Since the system can monitor several networks in different parts of the world simultaneously, it provides security services with a strategic ability to monitor multiple "branches" or individuals affiliated with a criminal or terrorist organization at the same time – as opposed to the tactical ability of monitoring only one person or place at a time.
The Vegas system leaves no trace. It uses an extremely narrow bandwidth that will not raise suspicion if the client installs a network-monitoring tool. Furthermore, it can be installed on a variety of routers that utilize different operating systems. In addition to data interception, the Vegas system also enables user spotting over the wireless network, as well as monitoring the user's browsing history, social media activity, and E-Mail correspondence. Additionally, the system may be used to monitor the user's activity in the cloud.

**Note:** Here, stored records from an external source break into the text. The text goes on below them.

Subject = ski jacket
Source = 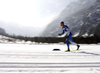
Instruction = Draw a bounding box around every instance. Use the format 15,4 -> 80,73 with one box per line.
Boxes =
61,25 -> 72,36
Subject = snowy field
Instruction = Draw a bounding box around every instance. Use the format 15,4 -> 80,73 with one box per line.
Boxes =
0,43 -> 100,73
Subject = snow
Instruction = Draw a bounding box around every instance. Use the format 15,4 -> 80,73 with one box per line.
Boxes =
0,42 -> 100,73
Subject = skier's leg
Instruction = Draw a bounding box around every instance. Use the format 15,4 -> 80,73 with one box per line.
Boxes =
69,36 -> 80,50
66,39 -> 70,51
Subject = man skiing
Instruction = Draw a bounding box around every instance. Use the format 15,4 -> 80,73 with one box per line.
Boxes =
59,21 -> 80,51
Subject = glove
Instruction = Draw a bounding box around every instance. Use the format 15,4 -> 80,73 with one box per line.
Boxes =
58,34 -> 61,36
66,36 -> 69,38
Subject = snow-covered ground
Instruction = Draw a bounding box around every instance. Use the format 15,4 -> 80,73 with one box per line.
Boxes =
0,43 -> 100,73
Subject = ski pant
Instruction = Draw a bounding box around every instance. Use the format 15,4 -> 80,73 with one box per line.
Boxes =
66,34 -> 77,48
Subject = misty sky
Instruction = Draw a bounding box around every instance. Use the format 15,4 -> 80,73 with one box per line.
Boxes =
0,0 -> 75,27
0,0 -> 77,36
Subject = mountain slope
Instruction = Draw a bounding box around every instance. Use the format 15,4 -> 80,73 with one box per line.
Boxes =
41,0 -> 100,37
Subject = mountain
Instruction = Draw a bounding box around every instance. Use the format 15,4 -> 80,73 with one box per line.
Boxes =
41,0 -> 100,37
0,28 -> 6,35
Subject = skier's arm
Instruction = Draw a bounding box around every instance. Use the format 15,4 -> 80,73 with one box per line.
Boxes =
60,30 -> 65,35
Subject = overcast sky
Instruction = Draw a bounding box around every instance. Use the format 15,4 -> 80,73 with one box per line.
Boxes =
0,0 -> 76,27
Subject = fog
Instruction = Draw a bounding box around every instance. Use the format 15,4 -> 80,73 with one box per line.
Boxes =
0,0 -> 77,36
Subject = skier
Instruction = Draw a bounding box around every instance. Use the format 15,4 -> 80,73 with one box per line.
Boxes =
58,21 -> 80,51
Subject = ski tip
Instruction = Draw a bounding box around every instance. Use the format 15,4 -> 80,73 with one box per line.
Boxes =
53,49 -> 60,51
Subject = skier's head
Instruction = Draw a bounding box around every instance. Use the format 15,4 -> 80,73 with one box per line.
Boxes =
60,21 -> 64,27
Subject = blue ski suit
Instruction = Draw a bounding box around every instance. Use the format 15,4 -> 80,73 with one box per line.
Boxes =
61,25 -> 77,48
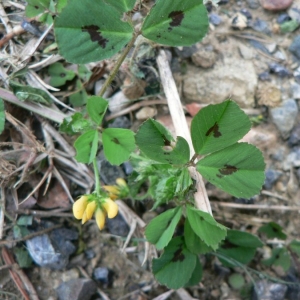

The Vegas system's robust capabilities are made possible by social engineering methods used by security services on the users of a specific wireless network. The system enables authorities to assemble a profile of the target being monitored – a continuous profile that includes the targets' personal details, the services they use, their locations, the people with whom they were in contact and the information they had accessed – practically everything a security service needs to build a case.
In an era where terrorist and criminal organizations worldwide use "civilian" technologies such as encryption, restricted-access forums, private areas in social networks, encrypted messaging programs, etc., security services cannot conduct their intelligence-gathering operations effectively without the necessary technological tools, and the Vegas system by the Rayzone Group offers an effective and highly productive covert surveillance solution.